In response, many designers turned to other codes and standards for design, such as the AASHTO LRFD Bridge Design Specifications, to preserve shear capacity that would otherwise be lost by referencing the ACI 318-19 code.  AASHTO LRFD is commonly used to design buried precast concrete structures that experience vehicular traffic live loads, whereas, up until 2019, ACI 318 had been the go-to standard for most installations, having also been the primary reference in ASTM standards for many years.

In actuality, the reduced shear capacity in ACI 318-19 was not supported by real-world evidence.  Precast concrete structures have demonstrated decades of safe and reliable performance, with millions of installations in service with no shear issues. This consistent success can be attributed in part to conservative assumptions, especially regarding soil pressure, but also due to the exclusion on beneficial soil-structure interactions such as arching, friction and passive soil pressure, which are often omitted due to the difficulty of quantification in standard design.

Recognizing these factors, ACI introduced major revisions in ACI 318-25, particularly in Sections 13.2.6 and 13.3.7, which apply to structures that bear against or resist pressure from soil. The update restores most of the shear capacity that was lost in 2019, allowing designers to once again calculate shear strength based on cross-sectional geometry alone.  As noted in the commentary to section 13.2.6: “… members directly bearing on soil … and designed under previous editions of the Code have exhibited satisfactory behavior without consideration of the influence of size effect or flexural reinforcement effect on shear strength.”  

This update is a welcome development for the precast concrete industry.  It reaffirms what industry professionals have long observed: precast concrete structures are inherently durable, resilient and capable of delivering long-term performance under demanding conditions.

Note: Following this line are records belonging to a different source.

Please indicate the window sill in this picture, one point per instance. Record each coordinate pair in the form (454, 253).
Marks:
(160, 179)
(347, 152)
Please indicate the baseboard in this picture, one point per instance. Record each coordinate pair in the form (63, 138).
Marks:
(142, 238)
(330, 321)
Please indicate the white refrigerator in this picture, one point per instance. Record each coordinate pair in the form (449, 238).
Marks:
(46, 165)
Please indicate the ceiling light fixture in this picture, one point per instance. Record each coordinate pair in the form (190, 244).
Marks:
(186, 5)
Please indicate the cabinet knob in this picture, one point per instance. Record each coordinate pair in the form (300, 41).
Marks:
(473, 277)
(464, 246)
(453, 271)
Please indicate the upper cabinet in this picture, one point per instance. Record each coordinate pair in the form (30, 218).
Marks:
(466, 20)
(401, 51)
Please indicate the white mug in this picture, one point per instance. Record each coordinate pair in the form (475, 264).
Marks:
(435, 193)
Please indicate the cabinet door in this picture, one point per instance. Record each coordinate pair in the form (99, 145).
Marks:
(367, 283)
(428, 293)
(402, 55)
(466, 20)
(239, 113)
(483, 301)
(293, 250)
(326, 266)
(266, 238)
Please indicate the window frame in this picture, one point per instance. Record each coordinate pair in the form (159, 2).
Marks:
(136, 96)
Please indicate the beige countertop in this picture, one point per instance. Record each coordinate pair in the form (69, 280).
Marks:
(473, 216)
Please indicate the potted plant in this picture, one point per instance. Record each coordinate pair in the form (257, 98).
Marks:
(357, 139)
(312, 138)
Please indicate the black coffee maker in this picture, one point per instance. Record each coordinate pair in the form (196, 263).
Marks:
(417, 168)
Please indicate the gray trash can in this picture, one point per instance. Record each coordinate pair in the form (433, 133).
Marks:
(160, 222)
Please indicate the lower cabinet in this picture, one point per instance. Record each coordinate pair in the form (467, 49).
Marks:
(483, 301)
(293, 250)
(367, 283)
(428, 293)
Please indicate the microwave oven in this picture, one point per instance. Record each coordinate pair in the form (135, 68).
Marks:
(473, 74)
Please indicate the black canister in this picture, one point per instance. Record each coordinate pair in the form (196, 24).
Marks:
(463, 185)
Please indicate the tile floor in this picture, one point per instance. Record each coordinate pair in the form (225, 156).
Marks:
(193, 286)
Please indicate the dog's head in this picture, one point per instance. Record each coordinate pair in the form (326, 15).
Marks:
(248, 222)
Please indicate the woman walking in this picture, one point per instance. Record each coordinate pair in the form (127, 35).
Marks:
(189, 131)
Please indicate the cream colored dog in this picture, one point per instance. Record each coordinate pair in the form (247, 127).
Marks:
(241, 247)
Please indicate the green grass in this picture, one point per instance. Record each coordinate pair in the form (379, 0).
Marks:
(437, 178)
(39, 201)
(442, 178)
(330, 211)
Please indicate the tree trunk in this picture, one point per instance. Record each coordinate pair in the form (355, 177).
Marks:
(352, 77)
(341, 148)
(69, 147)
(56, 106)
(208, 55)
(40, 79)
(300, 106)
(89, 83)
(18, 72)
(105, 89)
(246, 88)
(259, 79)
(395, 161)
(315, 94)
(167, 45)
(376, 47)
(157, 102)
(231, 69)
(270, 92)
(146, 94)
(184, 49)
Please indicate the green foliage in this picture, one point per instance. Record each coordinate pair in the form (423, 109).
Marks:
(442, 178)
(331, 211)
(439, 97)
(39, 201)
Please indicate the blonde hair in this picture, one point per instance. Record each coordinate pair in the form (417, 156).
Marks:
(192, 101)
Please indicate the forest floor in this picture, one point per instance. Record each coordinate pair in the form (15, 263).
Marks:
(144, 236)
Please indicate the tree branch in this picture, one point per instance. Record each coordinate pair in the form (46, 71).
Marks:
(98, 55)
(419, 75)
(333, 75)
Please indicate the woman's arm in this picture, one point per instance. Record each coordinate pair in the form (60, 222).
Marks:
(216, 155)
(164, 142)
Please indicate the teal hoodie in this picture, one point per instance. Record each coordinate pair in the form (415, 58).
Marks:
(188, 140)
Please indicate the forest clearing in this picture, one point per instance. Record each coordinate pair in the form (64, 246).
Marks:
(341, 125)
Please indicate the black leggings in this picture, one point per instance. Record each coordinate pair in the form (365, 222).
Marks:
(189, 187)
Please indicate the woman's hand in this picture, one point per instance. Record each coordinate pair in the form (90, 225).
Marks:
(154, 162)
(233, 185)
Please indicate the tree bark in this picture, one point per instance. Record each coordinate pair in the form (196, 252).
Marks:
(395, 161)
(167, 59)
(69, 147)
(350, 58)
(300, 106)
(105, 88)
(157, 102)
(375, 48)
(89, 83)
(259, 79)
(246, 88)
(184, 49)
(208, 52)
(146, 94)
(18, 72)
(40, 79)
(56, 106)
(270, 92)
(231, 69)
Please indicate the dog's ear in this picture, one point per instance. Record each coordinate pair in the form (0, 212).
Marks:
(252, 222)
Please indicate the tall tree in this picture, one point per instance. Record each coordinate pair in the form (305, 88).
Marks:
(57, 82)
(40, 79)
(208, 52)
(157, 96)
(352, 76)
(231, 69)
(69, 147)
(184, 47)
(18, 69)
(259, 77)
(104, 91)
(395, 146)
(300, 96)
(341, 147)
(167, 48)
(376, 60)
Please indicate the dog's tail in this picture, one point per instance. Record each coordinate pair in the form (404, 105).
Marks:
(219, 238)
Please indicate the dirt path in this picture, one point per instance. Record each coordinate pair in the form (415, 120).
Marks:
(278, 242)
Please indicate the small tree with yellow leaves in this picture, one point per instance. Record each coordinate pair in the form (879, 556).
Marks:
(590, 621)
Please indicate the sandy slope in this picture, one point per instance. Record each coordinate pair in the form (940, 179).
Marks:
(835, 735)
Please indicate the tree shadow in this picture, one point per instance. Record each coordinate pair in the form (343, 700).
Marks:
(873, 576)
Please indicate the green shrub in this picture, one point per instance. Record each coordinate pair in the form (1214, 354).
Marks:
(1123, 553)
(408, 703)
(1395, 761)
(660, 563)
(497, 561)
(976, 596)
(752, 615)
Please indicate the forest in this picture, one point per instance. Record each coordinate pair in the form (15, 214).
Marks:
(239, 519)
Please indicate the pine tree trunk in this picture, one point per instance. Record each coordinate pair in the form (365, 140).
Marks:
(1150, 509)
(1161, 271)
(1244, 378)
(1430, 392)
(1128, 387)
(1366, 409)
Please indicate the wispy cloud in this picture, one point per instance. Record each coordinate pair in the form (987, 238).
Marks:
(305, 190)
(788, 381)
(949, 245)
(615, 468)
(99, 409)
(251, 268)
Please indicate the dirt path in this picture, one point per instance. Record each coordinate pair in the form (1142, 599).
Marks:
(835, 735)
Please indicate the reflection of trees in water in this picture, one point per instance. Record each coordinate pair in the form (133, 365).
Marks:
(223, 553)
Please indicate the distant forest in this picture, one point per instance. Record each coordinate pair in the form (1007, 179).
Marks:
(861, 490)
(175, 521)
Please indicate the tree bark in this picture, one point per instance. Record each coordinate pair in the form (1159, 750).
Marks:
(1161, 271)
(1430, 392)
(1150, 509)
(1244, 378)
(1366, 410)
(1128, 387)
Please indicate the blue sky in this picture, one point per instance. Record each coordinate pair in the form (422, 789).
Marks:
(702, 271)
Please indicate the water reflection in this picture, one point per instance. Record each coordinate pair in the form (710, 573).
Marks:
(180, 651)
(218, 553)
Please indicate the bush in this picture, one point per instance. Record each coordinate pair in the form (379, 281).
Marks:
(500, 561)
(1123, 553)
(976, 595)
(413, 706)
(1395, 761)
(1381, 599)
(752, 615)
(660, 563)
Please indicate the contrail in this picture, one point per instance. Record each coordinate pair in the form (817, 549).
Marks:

ACI/PCI 319-25 and its relevance to buried precast structures

Another notable update in ACI 318-25 is a new reference in Section 4.12.1.1 to ACI/PCI 319-25, a companion code developed specifically for the design of precast concrete members and connections. At first glance, this new reference suggests a shift away from the traditional reliance on ACI 318 for precast concrete design. However, in its initial release, ACI/PCI 319-25 has very little impact on the design of precast concrete utility structures.

With respect to shear design, key provisions in Sections 13.2.6 and 13.3.7 continue to reference ACI 318-25 directly.  Likewise, shear requirements found in Sections 22.5 and 22.6 of ACI/PCI 319-25 defer to ACI 318-25, except in cases involving prestressed or pretensioned members. For this reason, designers working with mild steel-reinforced precast concrete components can continue to rely solely on ACI 318-25 without the need to consult ACI/PCI 319-25, unless they are engaged in the design of prestressed or pretensioned elements. 

While the release of ACI/PCI 319-25 represents a new chapter in the development of precast-specific codes and standards, its current influence on utility structure design is limited. ACI 318-25 remains the primary reference for the design of conventionally reinforced precast concrete structures.